The Texas shelter opened in June with a capacity of 400 and was expanded to 3,800. The tents are air-conditioned; children are separated by gender and sleep in bunks, 20 to a tent.

“It is common to use influx shelters as done on military bases in the past, and the intent is to use these temporary facilities only as long as needed,” said Evelyn Stauffer, a spokeswoman for the Health and Human Services Department. “The number of families and unaccompanied alien children apprehended are a symptom of the larger problem, namely a broken immigration system.”

But the number of detainees has grown fivefold year-over-year while the number of border crossings has stayed relatively flat. The Trump administration’s harsh immigration policies have made it hard to place children with sponsors, the Times reports. Last week, an ICE official testified before Congress that the agency had arrested dozens of people who applied to sponsor children.

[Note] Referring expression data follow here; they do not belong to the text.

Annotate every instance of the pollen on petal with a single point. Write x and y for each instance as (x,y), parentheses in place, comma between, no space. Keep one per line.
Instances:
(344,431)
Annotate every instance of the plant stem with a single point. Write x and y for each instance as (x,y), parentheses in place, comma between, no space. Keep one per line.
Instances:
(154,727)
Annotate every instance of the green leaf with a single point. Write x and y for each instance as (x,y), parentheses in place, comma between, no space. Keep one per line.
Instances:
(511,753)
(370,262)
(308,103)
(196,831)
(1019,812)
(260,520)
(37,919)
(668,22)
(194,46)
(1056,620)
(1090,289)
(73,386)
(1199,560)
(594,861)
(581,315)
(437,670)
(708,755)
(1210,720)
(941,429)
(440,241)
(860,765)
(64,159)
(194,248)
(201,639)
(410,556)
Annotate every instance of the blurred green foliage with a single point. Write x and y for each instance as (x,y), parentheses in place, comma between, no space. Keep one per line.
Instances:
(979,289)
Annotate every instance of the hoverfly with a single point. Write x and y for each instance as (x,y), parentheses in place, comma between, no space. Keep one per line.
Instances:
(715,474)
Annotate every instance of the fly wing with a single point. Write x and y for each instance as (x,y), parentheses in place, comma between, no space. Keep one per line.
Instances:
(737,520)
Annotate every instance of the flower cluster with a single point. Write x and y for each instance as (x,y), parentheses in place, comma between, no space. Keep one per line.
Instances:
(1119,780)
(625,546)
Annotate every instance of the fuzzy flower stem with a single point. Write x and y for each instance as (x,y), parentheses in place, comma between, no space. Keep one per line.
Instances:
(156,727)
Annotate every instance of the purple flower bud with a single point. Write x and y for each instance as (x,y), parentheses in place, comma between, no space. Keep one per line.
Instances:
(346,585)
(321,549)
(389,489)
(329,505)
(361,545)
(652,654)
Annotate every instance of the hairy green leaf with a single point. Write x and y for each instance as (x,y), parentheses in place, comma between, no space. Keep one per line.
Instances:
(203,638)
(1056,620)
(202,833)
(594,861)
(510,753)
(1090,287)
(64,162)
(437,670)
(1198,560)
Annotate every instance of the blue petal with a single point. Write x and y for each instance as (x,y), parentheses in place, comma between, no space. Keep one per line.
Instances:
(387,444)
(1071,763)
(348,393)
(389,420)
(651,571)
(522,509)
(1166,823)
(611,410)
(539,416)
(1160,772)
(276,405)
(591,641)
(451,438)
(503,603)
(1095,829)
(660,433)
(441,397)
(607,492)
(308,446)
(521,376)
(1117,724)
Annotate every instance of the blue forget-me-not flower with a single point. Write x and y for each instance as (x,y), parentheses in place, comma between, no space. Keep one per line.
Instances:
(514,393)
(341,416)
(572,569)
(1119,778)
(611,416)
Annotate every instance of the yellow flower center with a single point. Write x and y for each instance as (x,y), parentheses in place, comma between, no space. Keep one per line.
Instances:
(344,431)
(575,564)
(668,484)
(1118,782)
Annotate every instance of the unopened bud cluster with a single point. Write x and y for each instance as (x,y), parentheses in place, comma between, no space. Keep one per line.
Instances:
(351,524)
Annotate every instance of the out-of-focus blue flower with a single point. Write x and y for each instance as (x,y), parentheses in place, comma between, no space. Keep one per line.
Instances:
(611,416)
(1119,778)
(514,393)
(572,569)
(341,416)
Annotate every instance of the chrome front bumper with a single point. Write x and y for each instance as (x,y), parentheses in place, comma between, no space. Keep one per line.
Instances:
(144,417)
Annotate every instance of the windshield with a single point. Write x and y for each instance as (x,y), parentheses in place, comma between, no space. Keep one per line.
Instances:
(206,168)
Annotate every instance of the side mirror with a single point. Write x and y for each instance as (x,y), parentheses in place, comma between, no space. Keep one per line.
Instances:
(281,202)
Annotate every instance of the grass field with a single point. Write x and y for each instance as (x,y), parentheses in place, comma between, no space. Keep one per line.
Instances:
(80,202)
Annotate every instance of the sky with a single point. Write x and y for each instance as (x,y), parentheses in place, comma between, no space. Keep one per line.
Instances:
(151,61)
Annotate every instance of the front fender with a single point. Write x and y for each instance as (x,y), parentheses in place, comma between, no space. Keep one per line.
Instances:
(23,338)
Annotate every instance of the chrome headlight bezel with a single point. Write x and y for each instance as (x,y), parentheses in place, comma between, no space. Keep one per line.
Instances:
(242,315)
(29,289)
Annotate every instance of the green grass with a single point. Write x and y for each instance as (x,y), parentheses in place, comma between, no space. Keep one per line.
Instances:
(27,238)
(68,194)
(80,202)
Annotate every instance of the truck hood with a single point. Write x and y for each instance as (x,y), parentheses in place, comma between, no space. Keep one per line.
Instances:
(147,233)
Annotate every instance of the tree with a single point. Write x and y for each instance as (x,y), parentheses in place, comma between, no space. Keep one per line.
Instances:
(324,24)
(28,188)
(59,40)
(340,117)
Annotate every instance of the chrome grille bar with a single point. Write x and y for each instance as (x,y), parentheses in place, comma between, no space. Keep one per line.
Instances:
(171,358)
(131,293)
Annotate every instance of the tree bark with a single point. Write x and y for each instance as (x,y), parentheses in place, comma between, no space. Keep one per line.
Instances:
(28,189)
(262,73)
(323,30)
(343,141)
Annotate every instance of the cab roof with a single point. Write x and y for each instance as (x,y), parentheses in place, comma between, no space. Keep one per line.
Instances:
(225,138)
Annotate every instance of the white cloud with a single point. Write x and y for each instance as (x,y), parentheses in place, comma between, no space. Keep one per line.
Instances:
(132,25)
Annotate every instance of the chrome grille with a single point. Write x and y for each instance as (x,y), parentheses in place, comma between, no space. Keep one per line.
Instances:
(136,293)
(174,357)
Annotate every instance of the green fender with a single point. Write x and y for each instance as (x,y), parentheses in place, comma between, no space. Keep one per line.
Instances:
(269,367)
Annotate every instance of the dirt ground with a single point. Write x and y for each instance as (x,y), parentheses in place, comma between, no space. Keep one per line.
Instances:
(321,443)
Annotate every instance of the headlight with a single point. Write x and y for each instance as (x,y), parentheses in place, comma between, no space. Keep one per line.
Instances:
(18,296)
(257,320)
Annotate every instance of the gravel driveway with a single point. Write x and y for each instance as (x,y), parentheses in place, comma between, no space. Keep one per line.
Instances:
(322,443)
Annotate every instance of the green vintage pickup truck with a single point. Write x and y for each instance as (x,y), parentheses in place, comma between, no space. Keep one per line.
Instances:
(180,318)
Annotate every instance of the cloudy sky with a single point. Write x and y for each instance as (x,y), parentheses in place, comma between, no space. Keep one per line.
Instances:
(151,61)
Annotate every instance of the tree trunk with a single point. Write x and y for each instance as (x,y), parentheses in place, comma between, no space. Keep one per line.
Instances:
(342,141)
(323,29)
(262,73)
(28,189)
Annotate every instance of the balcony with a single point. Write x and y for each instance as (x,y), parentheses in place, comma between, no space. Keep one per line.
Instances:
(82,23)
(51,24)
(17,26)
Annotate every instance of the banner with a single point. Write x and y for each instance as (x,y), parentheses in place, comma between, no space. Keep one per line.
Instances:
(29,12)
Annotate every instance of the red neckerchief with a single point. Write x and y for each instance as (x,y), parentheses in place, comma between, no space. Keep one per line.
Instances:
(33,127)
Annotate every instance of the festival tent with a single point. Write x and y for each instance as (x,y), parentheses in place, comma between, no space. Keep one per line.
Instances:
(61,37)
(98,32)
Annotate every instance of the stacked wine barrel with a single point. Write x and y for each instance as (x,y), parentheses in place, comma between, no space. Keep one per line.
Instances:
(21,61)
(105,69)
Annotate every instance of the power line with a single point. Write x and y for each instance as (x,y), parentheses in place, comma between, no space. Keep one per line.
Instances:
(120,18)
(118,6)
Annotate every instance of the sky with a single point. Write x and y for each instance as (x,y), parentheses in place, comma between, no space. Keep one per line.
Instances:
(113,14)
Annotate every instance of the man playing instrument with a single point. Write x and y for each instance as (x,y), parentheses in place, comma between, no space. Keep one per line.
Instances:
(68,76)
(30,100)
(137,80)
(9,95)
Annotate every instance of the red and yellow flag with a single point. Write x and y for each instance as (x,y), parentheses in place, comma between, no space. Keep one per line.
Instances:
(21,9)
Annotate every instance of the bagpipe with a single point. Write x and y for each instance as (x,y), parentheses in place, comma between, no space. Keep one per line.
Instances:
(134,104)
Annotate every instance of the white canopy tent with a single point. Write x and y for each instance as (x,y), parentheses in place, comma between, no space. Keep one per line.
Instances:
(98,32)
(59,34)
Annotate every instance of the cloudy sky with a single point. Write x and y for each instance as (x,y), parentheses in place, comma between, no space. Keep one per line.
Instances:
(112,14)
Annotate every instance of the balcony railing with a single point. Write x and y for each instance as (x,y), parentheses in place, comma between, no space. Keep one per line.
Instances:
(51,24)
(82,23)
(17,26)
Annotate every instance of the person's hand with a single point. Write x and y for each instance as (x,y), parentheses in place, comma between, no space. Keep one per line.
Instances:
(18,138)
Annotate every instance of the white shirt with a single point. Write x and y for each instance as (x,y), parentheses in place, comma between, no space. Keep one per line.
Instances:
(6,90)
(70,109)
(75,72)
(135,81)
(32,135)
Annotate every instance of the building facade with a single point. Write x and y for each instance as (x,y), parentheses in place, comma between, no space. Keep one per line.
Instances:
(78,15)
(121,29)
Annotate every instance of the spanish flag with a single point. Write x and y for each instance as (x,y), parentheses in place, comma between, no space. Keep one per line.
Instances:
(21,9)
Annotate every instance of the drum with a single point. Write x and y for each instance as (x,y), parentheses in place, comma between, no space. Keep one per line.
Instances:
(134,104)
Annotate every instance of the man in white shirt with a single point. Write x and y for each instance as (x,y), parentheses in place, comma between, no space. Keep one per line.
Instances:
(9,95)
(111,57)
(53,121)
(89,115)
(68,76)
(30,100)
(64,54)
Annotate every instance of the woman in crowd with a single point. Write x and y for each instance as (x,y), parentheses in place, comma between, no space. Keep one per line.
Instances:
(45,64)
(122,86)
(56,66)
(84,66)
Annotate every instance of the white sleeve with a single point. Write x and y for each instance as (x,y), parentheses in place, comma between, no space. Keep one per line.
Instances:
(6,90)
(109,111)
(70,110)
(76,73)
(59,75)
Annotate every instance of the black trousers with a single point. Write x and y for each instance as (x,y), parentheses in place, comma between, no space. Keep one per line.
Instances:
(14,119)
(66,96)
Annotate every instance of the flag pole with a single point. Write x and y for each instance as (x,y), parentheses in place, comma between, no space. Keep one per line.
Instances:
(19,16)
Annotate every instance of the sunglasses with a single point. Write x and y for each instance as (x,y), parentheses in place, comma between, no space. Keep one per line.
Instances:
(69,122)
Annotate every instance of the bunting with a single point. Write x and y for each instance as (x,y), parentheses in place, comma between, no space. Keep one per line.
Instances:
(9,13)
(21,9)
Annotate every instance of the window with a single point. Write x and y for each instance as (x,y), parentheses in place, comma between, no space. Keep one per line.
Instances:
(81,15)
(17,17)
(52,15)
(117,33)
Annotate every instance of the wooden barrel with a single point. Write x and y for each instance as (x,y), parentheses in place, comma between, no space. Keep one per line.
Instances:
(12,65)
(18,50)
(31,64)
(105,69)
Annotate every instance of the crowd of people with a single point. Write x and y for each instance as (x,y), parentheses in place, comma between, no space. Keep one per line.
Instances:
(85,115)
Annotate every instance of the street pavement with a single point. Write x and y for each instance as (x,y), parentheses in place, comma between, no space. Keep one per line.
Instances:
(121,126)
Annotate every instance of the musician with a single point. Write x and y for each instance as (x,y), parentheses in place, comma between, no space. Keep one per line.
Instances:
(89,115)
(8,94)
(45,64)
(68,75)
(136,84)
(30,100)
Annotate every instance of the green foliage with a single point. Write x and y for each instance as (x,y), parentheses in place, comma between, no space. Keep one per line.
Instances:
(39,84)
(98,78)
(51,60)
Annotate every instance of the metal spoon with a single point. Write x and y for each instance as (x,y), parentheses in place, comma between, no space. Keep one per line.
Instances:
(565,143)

Seventy percent had no criminal record, but 80 percent were in the country illegally.

“Obviously we have concerns about kids falling through the cracks, not getting sufficient attention if they need attention, not getting the emotional or mental health care that they need,” Leah Chavla, a lawyer with the Women’s Refugee Commission, told the Times. “This cannot be the right solution. We need to focus on making sure that kids can get placed with sponsors and get out of custody.”

According to ICE’s 2018 budget, it costs $750 a night to house a child in a “tent city,” more than five times the cost of a child bed in a detention center, which costs $139 per night. (Adult beds cost $133 each per night.) But immigration groups contend the cost is actually higher. “ICE estimates often lack in transparency and don’t reflect the true cost,” reported CNBC in June. “There’s been so much discrepancy that the U.S. Government Accountability Office looked into ICE’s budget requests and found that its methodology was inaccurate and recommended a change in the way it comes up with its cost estimates.”